Arcturus is in collaboration with Duke-National University of Singapore (Duke-NUS) Medical School is developing an mRNA vaccine to prevent COVID19 coronavirus infection.

COVID-19
SARS-CoV-2 is a novel coronavirus. Coronaviruses, such as severe acute respiratory syndrome (SARS) and Middle East respiratory syndrome (MERS) cause respiratory tract infection in humans. Most patients have mild symptoms and good prognosis. However, for COVID-19, patients have developed severe pneumonia, pulmonary edema, acute respiratory distress syndrome (ARDS) or multiple organ failure. The World Health Organization has declared the outbreak to be a pandemic, a “public health emergency of international concern.”

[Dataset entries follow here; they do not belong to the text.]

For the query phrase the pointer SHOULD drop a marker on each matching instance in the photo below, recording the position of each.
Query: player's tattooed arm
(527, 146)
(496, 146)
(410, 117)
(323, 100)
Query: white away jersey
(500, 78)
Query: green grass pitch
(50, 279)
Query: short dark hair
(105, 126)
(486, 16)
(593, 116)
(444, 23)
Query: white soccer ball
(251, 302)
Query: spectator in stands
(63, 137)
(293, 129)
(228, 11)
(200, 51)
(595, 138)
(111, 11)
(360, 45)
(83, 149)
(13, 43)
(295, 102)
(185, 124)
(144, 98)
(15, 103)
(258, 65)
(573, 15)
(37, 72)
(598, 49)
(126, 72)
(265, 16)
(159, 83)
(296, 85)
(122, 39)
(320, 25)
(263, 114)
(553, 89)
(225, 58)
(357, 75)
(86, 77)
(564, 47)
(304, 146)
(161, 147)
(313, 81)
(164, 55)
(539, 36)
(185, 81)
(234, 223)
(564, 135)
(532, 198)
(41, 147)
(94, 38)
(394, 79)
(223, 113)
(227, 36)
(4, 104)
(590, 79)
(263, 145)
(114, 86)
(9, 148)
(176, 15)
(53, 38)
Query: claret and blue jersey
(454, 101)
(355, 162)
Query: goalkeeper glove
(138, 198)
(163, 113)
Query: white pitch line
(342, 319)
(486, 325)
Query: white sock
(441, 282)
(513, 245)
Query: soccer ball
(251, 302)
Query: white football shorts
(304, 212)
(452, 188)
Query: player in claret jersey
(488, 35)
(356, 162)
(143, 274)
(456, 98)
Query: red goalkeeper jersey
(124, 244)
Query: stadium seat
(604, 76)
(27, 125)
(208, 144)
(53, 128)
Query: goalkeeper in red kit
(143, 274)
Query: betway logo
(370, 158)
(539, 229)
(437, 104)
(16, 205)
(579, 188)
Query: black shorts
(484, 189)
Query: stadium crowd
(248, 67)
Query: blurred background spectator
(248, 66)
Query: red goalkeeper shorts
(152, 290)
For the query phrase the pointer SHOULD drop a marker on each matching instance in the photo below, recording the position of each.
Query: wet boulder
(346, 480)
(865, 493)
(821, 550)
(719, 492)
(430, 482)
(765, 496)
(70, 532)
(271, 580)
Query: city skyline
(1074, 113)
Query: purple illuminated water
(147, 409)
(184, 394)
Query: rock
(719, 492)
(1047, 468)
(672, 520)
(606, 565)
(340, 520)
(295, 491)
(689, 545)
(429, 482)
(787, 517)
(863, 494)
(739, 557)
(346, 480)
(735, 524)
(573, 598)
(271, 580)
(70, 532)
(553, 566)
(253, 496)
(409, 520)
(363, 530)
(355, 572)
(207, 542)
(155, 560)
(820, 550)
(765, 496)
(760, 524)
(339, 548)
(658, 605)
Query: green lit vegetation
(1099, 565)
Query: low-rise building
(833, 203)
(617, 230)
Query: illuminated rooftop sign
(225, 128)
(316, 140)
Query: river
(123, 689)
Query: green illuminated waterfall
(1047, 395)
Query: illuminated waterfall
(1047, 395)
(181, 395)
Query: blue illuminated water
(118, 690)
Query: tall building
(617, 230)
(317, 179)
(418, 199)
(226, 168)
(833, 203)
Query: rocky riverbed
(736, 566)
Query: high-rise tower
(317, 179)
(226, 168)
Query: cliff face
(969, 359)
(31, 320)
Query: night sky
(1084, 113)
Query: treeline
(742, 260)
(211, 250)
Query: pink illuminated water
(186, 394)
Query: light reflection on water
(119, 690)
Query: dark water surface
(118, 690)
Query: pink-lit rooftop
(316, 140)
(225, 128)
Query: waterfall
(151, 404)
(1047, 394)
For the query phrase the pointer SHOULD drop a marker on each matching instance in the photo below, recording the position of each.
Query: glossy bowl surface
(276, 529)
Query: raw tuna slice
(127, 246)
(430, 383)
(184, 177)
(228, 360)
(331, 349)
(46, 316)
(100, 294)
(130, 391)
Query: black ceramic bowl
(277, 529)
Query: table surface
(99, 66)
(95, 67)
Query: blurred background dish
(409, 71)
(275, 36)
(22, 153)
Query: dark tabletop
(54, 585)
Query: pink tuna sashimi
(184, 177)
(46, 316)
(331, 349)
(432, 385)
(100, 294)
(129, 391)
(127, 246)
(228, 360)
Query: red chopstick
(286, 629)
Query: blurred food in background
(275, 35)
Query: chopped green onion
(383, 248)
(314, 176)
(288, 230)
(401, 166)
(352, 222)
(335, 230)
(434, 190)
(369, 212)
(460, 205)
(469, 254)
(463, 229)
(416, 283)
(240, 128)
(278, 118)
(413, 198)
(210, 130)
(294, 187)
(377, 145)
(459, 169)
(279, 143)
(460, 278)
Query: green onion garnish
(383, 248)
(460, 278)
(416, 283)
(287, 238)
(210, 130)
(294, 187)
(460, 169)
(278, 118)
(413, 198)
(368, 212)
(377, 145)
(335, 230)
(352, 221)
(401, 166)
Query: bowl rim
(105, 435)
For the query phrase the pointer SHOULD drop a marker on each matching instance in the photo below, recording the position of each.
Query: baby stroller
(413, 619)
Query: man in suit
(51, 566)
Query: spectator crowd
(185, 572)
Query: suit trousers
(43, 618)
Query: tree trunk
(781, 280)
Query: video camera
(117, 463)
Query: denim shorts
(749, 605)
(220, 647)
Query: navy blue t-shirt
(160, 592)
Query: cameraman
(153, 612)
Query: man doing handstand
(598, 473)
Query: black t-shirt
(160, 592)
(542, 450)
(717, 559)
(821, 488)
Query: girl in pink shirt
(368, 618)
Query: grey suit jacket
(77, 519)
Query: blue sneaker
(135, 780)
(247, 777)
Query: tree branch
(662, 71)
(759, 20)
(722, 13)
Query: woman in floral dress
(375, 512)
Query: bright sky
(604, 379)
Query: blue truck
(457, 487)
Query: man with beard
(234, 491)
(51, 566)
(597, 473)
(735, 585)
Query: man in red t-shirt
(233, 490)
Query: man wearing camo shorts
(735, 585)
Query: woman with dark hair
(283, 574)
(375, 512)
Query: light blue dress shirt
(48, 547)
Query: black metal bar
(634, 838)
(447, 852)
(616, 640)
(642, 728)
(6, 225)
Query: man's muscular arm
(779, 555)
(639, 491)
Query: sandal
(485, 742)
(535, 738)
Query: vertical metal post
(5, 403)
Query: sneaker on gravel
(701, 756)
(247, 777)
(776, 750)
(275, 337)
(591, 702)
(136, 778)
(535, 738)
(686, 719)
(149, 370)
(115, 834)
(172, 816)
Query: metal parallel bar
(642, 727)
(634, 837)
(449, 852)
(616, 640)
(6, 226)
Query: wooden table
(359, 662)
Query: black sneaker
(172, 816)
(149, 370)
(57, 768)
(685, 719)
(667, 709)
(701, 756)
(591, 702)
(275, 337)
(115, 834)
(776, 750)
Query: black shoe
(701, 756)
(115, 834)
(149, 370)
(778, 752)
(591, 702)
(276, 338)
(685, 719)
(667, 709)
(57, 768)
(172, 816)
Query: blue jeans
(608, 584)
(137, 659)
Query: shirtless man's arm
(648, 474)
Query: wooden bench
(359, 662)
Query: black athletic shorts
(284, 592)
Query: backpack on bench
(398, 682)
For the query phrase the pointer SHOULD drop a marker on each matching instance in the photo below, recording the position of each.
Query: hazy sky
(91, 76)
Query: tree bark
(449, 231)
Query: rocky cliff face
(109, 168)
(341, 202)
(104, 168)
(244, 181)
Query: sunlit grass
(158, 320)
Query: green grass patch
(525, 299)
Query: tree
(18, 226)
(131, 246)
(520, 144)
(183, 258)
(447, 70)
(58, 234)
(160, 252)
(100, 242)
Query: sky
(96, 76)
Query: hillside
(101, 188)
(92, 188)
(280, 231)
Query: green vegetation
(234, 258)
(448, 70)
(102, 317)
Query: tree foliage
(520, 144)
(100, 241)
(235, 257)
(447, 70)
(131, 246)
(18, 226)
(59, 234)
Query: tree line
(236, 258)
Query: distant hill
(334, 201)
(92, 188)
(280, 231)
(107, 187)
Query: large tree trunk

The LUNAR-COVID19 Solution
Arcturus is combining its self-replicating mRNA STARR™ Technology with their LUNAR® RNA medicine delivery technology to developing a prophylactic vaccine against COVID-19. The combination of these two technologies results in (1) an mRNA vaccine that can be produced more rapidly than conventional adjuvanted protein based vaccine; (2) a significant reduction in the mRNA dose required to elicit a protective immune response; and (3) an increase in the duration of antigen expression potentially yielding protection from COVID-19 with a single dose. LUNAR-COVID19 is currently undergoing phase 3 clinical trials.

LUNAR-FLU

Influenza Virus
Influenza, the disease commonly called “flu” is caused by RNA viruses belonging to the Orthomyxoviridae family. Flu season, the period where the virus is most contagious, typically starts in October and ends in May in the US. During the 2019-2020 flu season, the CDC estimates 39 to 56 million American flu illnesses, approximately 0.5 million hospitalizations, and 24 to 62 thousand deaths. High risk groups include for example children, the elderly, pregnant women, health care workers, and people with diabetes or pulmonary complications such as asthma and COPD. Vaccines against influenza are targeting hemagglutinin (HA), which is a glycoprotein in the viral envelope and is responsible for the virus’ ability to infect cells. Like most other RNA viruses, the influenza virus has a high mutation rate. This results in so-called genetic drift which results in the regular occurrence of new strains. The genetic drift requires vaccine manufacturers to predict the influenza strains that will be prevalent for an upcoming influenza season, manufacture and distribute the vaccines in time to be protective. Manufacturing methods for influenza vaccines have improved to decrease the time of manufacture but still are slow to respond if an unpredicted mutation occurs, especially if the mutation results in a more contagious strain. Development of vaccine technology that can quickly respond to viral genetic variations would allow for a later manufacturing start and may therefore be engineered based on more recent epidemiological data than vaccines for which production needs to start earlier each year.

The LUNAR-FLU Solution
Arcturus is combining its self-replicating mRNA STARR™ Technology with their LUNAR® RNA medicine delivery technology to developing a prophylactic vaccine against influenza. The combination of these two technologies results in (1) an mRNA vaccine that can be produced more rapidly than conventional inactivated flu vaccines; (2) a significant reduction in the mRNA dose compared to standard mRNA vaccine technologies; (3) more rapid production cycle to meet market demands and potentially allow for better seasonal flu strain prediction; (4) the ability to include antigens to increase the coverage against multiple influenza strains as a result of genetic drift.